大学や公的機関の知識が、産業界のイノベーションにどう結び付いているか を研究してきました。これまでは、日本の特許に大学などの論文がどれくらい用いられているかというサイエンスリンケージの分野で実績を上げてきましたが、最近ではフィールドに出て、産学連携の実態およびオープン・イノベーションの調査と、それらを行おうとしている企業への助言を実施。企業のイノベーション活動がよりよいものになるように、研究の成果を世の中に還元していくことをめざしています。

Profile
東京大学工学系研究科先端学際工学専攻博士課程単位取得満期退学。
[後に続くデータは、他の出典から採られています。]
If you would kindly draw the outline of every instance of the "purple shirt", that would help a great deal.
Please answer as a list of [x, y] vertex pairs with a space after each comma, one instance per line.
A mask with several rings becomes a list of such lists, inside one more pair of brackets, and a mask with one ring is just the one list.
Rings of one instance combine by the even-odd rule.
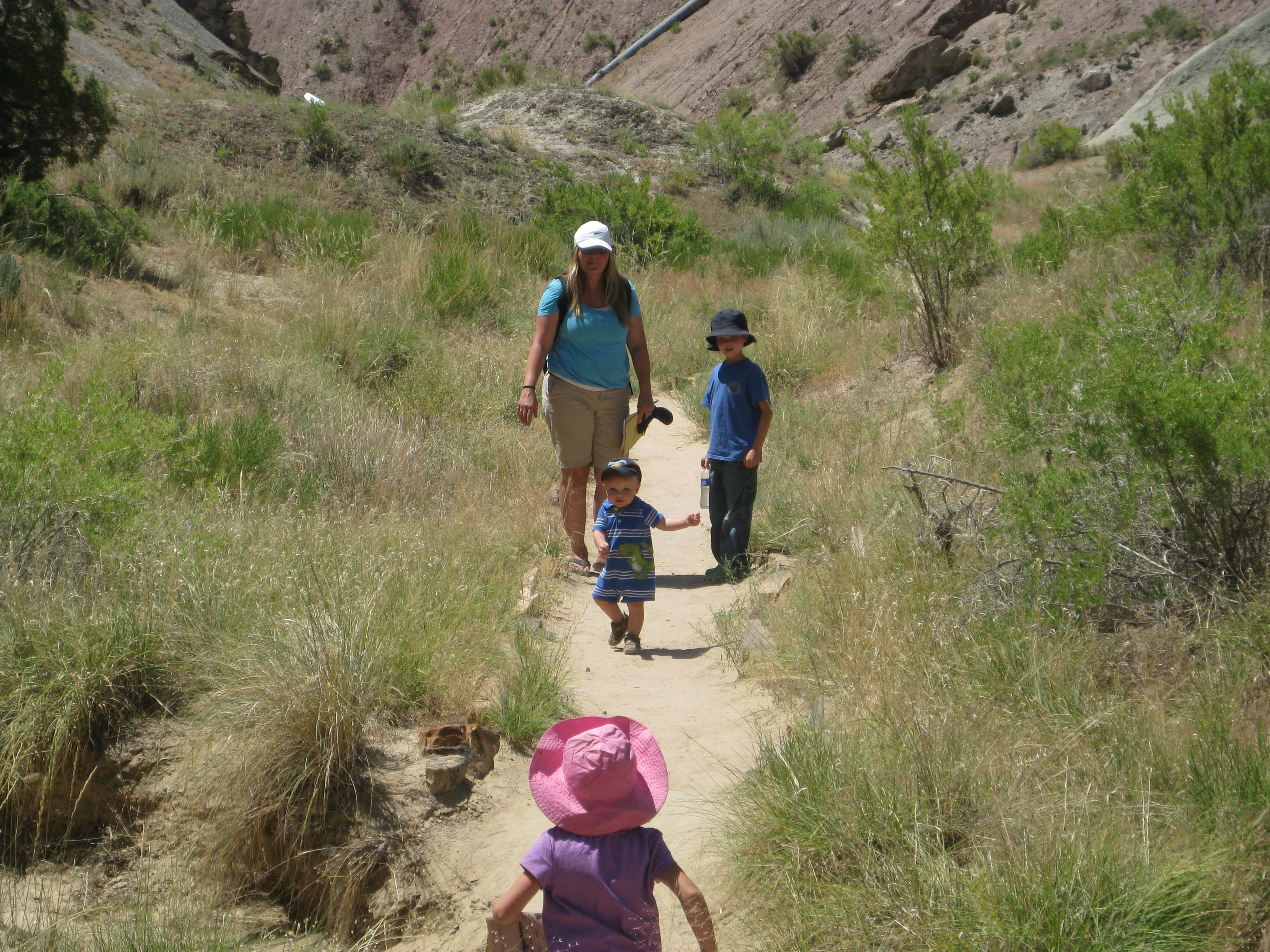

博士(学術)。通商産業省在職中に1995年ハーバード大学(Harvard University) 大学院修士課程に留学。マイケル・ポーター、クレイトン・クリステンセンの指導を受ける。経済産業研究所フェローを経て2005年から現職。科学技術政策研究所客員研究官、一橋大学客員研究員。

教授 玉田 俊平太

大学院副専攻 国連・外交コース

国際開発行政、
マクロ開発政策形成・実施、多国間政策ネゴシエーション

教授 村田 俊一国連・外交関連プログラム室長 国際機関人事センター長

国連職員としての経験をベースに新しい開発行政を考える

私は長年にわたり国連職員としてアフリカ諸国などの開発途上国の開発支援に携わりました。このときの経験には、支援する側・される側の間に存在するさまざまな問題意識が濃縮されていました。例えば表面的に支援に見えても援助資金の大半が支援国側に逆流する現象や、支援を受ける側に人材がおらず支援する側にますます依存度を高めてしまうなど、数多くの課題があります。現在は学術の立場から緊急援助から復興援助、中・長期的援助に移行する中で新しい開発行政の在り方を追究しています。

Profile
関西学院大学法学部政治学科卒業。米国ジョージワシントン大学院修士課程・同博士課程、ハーバード大学大学院修士課程修了。ブータン常駐代表兼国連常駐調整官、国連アジア太平洋経済社会委員会(ESCAP)事務局次長を歴任。2002年、関西学院大学教授、2016年4月から現職。